Differently from most R objects, tensors created in torch have their
memory managed by LibTorch allocators. This means that functions like
object.size()
or lobstr::mem_used()
do
not correctly report memory used.
The R garbage collector is very lazy, and is only called when R needs more memory from the OS. Since R is not aware of large chunks of memory that might be in use by torch tensors, it might not call the garbage collector as often as it would if it knew that tensors are using more memory. It’s common then that, even tensors that are no longer in use by the R session are still alive in the R session (and thus using memory) because they still din’t get garbage collected.
To solve this problem, the torch package has implemented strategies to automatically call the R garbage collector when LibTorch is allocating more memory. The strategies are different depending on where the memory is being allocated: on the CPU, GPU (CUDA devices) or MPS (on Apple Silicon machines/ or equipped with AMD GPU’s).
CPU
On the CPU, torch will possibly call the R garbage collector in two moments:
-
Every 4GB of memory allocated by LibTorch we make a call to the R garbage collector so it cleans up dangling tensors. The 4GB threshold can be controled by setting the option
torch.threshold_call_gc
, for example using:options(torch.threshold_call_gc = 4000)

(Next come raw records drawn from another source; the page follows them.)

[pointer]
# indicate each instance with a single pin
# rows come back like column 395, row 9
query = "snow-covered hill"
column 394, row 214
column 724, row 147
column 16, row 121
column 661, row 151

This option must be set before calling
library(torch)
or calling any torch function for the first time, as this setting is applied when torch starts up. -
If torch fails allocating enough memory for for creating a new tensor, the garbage collector is called and the allocation is retried. Note: in some OS’s (specially the UNIX based) it’s very hard for an allocation to fail if it’s not too large, because the system tries to use swap. If too much swaping is used it’s possible that the system hangs completely.
If your R session is hanging, and you are convinced that it should have enough memory for the operations, try setting a lower value for the
torch.threshold_call_gc
option, with this you will call the GC more often and make sure tensors are quickly released from memory. Note though, that calling the GC too often adds a lot of overhead, so this will probably slow down the program execution.
CUDA
CUDA memory tends to be scarcer than CPU memory, also, allocation
must be faster otherwise allocation overhead can counterbalance the
speed up of GPU. To make allocations very fast and to avoid
segmentation, LibTorch uses a caching allocator to manage the GPU
memory, ie. once LibTorch allocated CUDA memory it won’t give it back to
the operation system, instead it reuses that memory for future
allocations. This means that nvidia-smi
or
nvtop
will not report the amount of memory used by tensors,
but the memory LibTorch has reserved from the OS. You can use
torch::cuda_memory_summary()
to query exactly the memory
used by LibTorch.
Like the CPU allocator, torch’s CUDA allocator will also call the R garbage collector in some situations to cleanup tensors that might be dangling. In torch’s implementation the R garbage collector is called whenever reusing a cached block fails. In this case, GC is called and we retry getting a new block. However, unlike in the CPU case, that allocations failures are very rare, reusing a block is not common in programs where LibTorch never reserves a large chunk of memory, causing the GC to be called at almost every allocation (and calling GC is time consuming).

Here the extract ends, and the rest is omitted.